200 yıl görüş yasağı verildi
200 yıl görüş yasağı verildi
Cezaevi yönetimi Grup Yorum üyesi Adıgüzel’e ayakta sayım dayatması ve kitap sınırlamasına protestodan ceza verdi.
Grup Yorum üyesi iki kardeş Sevcan Adıgüzel (24) Bolu T Tipi Cezaevi’nde, Seher Adıgüzel (19) ise Şakran Cezaevi’nde, ‘Berk Ercan’ isimli gizlik tanığın ifadesi nedeniyle yaklaşık bir yıldır tutuklu.

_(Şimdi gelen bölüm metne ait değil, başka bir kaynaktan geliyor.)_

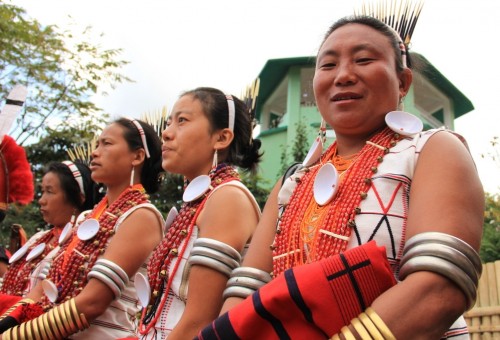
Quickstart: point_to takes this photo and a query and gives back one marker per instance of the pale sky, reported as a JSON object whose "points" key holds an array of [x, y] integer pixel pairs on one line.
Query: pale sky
{"points": [[176, 45]]}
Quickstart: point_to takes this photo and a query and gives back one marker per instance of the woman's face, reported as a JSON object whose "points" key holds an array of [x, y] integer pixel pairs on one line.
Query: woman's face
{"points": [[54, 206], [188, 145], [355, 82], [112, 159]]}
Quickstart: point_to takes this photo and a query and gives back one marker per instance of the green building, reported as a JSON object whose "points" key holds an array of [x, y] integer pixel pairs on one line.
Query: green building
{"points": [[286, 100]]}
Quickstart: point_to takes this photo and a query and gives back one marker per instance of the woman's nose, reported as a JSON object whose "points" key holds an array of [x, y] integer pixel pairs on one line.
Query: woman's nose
{"points": [[345, 74]]}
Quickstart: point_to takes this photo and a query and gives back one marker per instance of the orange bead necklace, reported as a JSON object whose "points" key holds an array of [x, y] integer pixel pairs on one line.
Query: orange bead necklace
{"points": [[308, 232]]}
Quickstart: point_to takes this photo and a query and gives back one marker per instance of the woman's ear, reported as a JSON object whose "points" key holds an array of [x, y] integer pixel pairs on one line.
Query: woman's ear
{"points": [[405, 80], [138, 157], [224, 139]]}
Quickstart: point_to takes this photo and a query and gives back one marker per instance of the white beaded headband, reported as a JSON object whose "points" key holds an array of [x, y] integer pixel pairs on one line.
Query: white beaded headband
{"points": [[143, 136], [232, 110], [76, 174]]}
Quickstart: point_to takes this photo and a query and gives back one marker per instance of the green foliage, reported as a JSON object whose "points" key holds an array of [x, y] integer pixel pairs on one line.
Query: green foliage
{"points": [[170, 193], [494, 153], [490, 246], [299, 149], [61, 69], [256, 184]]}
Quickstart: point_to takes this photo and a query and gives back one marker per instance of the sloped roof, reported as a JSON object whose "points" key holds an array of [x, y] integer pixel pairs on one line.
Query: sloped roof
{"points": [[276, 69]]}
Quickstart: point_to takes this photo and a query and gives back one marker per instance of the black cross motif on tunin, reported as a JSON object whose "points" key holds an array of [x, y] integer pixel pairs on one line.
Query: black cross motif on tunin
{"points": [[349, 271]]}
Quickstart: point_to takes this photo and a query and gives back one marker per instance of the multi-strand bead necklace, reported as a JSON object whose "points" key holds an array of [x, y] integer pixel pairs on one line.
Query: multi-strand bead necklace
{"points": [[74, 261], [18, 275], [308, 232], [181, 228]]}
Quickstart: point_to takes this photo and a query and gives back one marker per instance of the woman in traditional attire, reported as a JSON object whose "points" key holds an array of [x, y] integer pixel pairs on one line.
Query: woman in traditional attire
{"points": [[87, 293], [67, 190], [377, 236], [208, 134]]}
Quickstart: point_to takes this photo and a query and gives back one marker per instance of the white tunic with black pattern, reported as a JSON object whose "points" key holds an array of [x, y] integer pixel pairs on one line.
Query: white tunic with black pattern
{"points": [[177, 295], [384, 212]]}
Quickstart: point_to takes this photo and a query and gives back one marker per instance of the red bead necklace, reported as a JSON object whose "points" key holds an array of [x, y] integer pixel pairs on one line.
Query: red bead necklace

Anneleri ise Almanya’da cezaevinde. Gazetemize mektup gönderen Sevcan Adıgüzel, “Almanya’da doğup büyüdüm. Almanya’da ırkçılık karşıtı protestolara katılan annem ve babamın yanında küçük yaştan itibaren hiç eksik olmadım. 4 yıldır ülkemdeyim. 3 defa tutuklandım ve 3 yıl cezaevinde kaldım. OHAL’den kaynaklı yaklaşık bir yıldır görüşe çıkamadım. OHAL kalktıktan sonra 3 arkadaşımı görüşçü olarak yazdım. Ama bunun da bir anlamı yok. Ayakta sayım dayatması ve kitap sınırlamasını protesto ettiğim için 200 yıla yakın görüş cezam var”dedi.
‘Polis şiddeti yaşadık’
Yaklaşık bir yıl önce tutuklandığını, kendisinden bir ay sonra da kardeşinin tutuklandığını belirten Adıgüzel, devrimci, demokrat bir ailede büyüdüklerini söyledi. Almanya’da öldürülen 10 Türkiyeli esnaf için düzenlenen kampanyanın içinde yer aldığında henüz 16 yaşında olduğunu belirten Adıgüzel, “Göçmenlerin haklarını savunan ve ırkçılığa karşı örgütlenen Anadolu Federasyonu başkanı olan annem Latife Adıgüzel ile bu süreçte Nazilere ve ırkçılığa karşı Almanya’nın çeşitli yerlerinde katıldığımız eylemlerde polis şiddetine maruz kaldık. Bu olaylardan iki ay sonra evimiz, dükkanımız Alman polisleri tarafından basıldı. Annem gözaltına alındı ve tutuklandı. 28 Haziran 2013’te yöneltilen suçlamalar anayasayı koruma örgütüne karşı eylemleri örgütlemek. Gezi ayaklanmasına destek veren eylemlerde yer almak ve bunları yönetmek. Ben 2014’te Türkiye’ye geldim. İlk günden itibaren polis şiddeti, gözaltı ve işkence ile karşılaştım” ifadelerini kullandı.
‘Susup oturmadık’
Adıgüzel annesinin şeker, tansiyon ve romatizma, babasının ise ağır kalp hastası olduğunu belirterek, şöyle devam etti: “Şu an ailemizden tutuklu olmayan tek kişi babam. Biz Zülfü Livaneli, Edip Akbayram, Grup Yorum türküleri ile büyüdük. Paylaşmayı, güveni, adaleti, onuru ve sevgiyi ailemden öğrendim. Babamın okuduğu Nâzım Hikmet şiirleriyle, ‘Korkuyorlar Robson’ ile yetiştim. Paranın, sömürünün değil eşitliğin, emeğin, alın terinin gücüne inandım. Haksızlığa karşı hep direnen bir aile olduk. Susup oturmadık. Biz sadece 4 kişilik bir aile değiliz. Bizi ne işkence ne gözaltı ne de tutuklama ile bitirebilirler. Bizi diri tutan haklılığımıza olan inancımıza, halkımıza ve vatanımıza olan sevgimizdir.”